I've already been burned by this on one large application I worked on. Over my protests, we implemented a binary .NET remoting protocol-- instead of a web service-- for communication between the smart client and the server. All this in the name of performance. The remoting works fine, but the fallout from this decision was painful:
- It's a giant pain to get developers set up on this project due to all the crazy server API dependencies they need on their machines. Less developers working on the project equals less getting done; it ends up being a barrier.
- Our API is far more complicated than it needs to be, and heavily tied to the client application. There's less visibility into the nooks and crannies of a remotable DLL than there is to a simple web page with a list of methods. On a recent code review, I found three methods that all did the same thing. All of them had completely different names, of course.
- It's difficult enough with our own developers; selling this API to other internal groups is an uphill battle. Just getting to "hello world" is far too much effort. I wish I could email them a link to a basic method to inspire confidence.
- We ended up writing a minimal web service to mediate some of the difficulty. Now we've committed the ultimate sin: we're repeating ourselves. Why not have a single well designed API rather than one crazy hard-to-deploy one, and one that's little more than a toy?
- Due to the inadequacy of remoting as a proper API abstraction layer, we ended up with a mish-mash of stored procedures, triggers, client-side rule enforcement, and raw SQL. And it will be incredibly painful to change any of it. Just writing about it is causing my arm to twitch uncontrollably.
With the inclusion of .NET runtime code support in upcoming versions of SQL Server, and even Oracle, you may be tempted to move more of your API into the database. But don't fall into that trap, either:
How does the presence of managed code execution in the database improve matters? Frankly, I don't see it helping much at all unless you're doing some of the things I mention above as a possible reason to consider porting from T-SQL. On the other side of the fence, tossing your entire business logic layer into the database makes many of the positive improvements you could make to scalability all the more challenging:
- You're going to the DB box more often
- You're chewing up more threads for greater periods of time.
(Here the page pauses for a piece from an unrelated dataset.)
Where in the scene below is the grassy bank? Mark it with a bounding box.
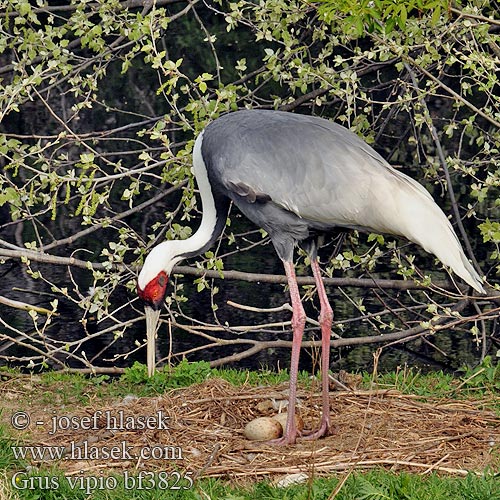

- You're running more code that'll consume more resources. Just think about all the temporary objects and associated GC pressure that box is going to have to endure.
- You've got additional locking scenarios to worry about. A deadlock on a single app server is real trouble while in a distributed environment you're just taking one of N boxes down with the deadlock.
Give yourself options by choosing the right architecture early on. For most common business apps, I feel very strongly that a web service data API is the right architecture. And I have the scars to prove it.
* Yes, yes, SOA doesn't technically mean web service. But in practical terms, it does.